Latest Nvidia AI creates virtual game world from just a few videos

4 Dec 2018

Cars driving around city streets such as this were fed into Nvidia’s latest AI. Image: © janifest/Stock.adobe.com

Rather than just procedurally generating a cityscape, the latest Nvidia AI has created a driveable world solely from watching videos.

A major trend among video game developers over the past few years has been the use of procedurally generated worlds, whereby a game engine uses algorithms to create a universe as the player moves through a game. One of the biggest examples of the past few years is the game No Man’s Sky, which creates truly alien landscapes as the player flies around in their spaceship.

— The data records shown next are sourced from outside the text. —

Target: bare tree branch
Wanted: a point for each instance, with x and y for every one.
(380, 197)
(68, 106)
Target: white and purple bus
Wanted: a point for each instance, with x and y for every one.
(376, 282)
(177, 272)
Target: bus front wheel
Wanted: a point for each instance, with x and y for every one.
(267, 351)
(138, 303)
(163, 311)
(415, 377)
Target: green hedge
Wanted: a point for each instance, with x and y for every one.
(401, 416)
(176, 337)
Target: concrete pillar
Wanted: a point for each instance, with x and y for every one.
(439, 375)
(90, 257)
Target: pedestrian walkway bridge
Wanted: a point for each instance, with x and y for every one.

However, graphics hardware producer Nvidia has revealed something altogether more powerful, and arguably a lot smarter, and it can create digital environments without needing to build upon them manually.

In a blogpost, the company revealed that its latest artificial intelligence (AI) has successfully created a 3D, driveable cityscape for automotive, gaming or virtual reality by training models on videos from the real world. Using a conditional generative neural network as a starting point, the team trained a neural network to render new 3D environments from these videos of people driving around various cities.

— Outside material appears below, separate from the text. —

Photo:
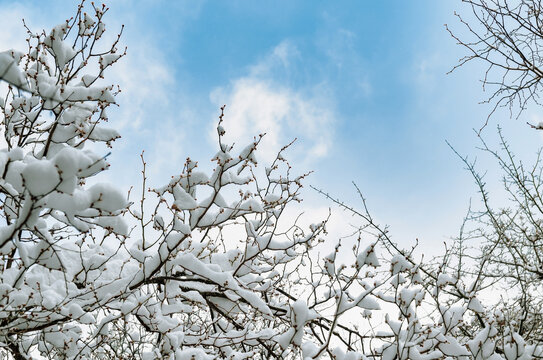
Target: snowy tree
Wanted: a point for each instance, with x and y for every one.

Explaining it a bit further, Nvidia’s researchers said that the network works on high-level descriptions of a scene; so, for example, segmentation maps or edge maps that describe where objects are and what they’re like, such as whether a particular part of the image contains a car or a building.

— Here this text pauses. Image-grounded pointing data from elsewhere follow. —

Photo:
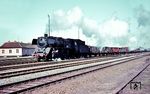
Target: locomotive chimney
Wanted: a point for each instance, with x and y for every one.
(45, 35)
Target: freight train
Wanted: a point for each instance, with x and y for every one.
(50, 47)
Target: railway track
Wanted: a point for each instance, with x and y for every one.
(120, 90)
(48, 66)
(57, 75)
(31, 64)
(12, 61)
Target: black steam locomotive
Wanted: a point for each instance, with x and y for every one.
(50, 47)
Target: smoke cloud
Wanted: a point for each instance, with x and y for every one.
(112, 32)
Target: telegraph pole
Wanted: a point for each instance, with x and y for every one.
(78, 33)
(49, 24)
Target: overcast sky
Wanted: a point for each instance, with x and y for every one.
(100, 22)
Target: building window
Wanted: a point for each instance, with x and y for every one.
(17, 50)
(3, 51)
(10, 51)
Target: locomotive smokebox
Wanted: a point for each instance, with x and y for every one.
(45, 35)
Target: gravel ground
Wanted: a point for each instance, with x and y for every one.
(143, 88)
(104, 81)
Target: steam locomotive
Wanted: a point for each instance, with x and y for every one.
(50, 47)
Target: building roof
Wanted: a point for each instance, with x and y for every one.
(17, 45)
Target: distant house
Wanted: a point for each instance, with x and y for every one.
(16, 49)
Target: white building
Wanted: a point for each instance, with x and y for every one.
(16, 49)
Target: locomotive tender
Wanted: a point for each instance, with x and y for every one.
(50, 47)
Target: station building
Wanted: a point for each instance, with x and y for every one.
(16, 49)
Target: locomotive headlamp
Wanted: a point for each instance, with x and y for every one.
(42, 42)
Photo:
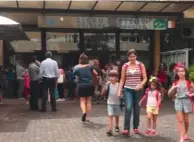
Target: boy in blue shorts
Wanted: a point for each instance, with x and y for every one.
(113, 101)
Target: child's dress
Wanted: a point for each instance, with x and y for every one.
(152, 101)
(182, 101)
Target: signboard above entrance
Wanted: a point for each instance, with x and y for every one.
(142, 23)
(103, 22)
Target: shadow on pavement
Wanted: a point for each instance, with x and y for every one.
(93, 125)
(141, 138)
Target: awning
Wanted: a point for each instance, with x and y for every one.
(98, 7)
(11, 30)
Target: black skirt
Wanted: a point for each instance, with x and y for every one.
(86, 91)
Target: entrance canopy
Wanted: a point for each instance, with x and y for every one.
(161, 7)
(11, 30)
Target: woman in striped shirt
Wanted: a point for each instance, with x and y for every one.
(133, 78)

Develop at a much lower cost

Based on what it has learned from watching countless videos of city streets, the AI is then able to fill in the details to create parked cars and apartment blocks. The engine used by Nvidia will be familiar to many small-time and major game developers: Unreal Engine 4.

For a developer using this technology, they could lay the groundwork for the world’s structure manually, and then watch as the AI adds the graphical detail that makes it come alive.

“One of the main obstacles developers face when creating virtual worlds – whether for game development, telepresence or other applications – is that creating the content is expensive,” said Bryan Catanzaro, vice-president of applied deep learning at Nvidia and leader of this research.

“This method allows artists and developers to create at a much lower cost, by using AI that learns from the real world.”

Based on the video released by the company, this is still very much in an early stage given the blurriness of the AI game world. It is an advanced version of an open source technology called pix2pix, used to create AI photography.

However, expectations are that a truly functional, commercial AI program to develop detailed game worlds is still a few decades away.

The team’s research so far has been published online.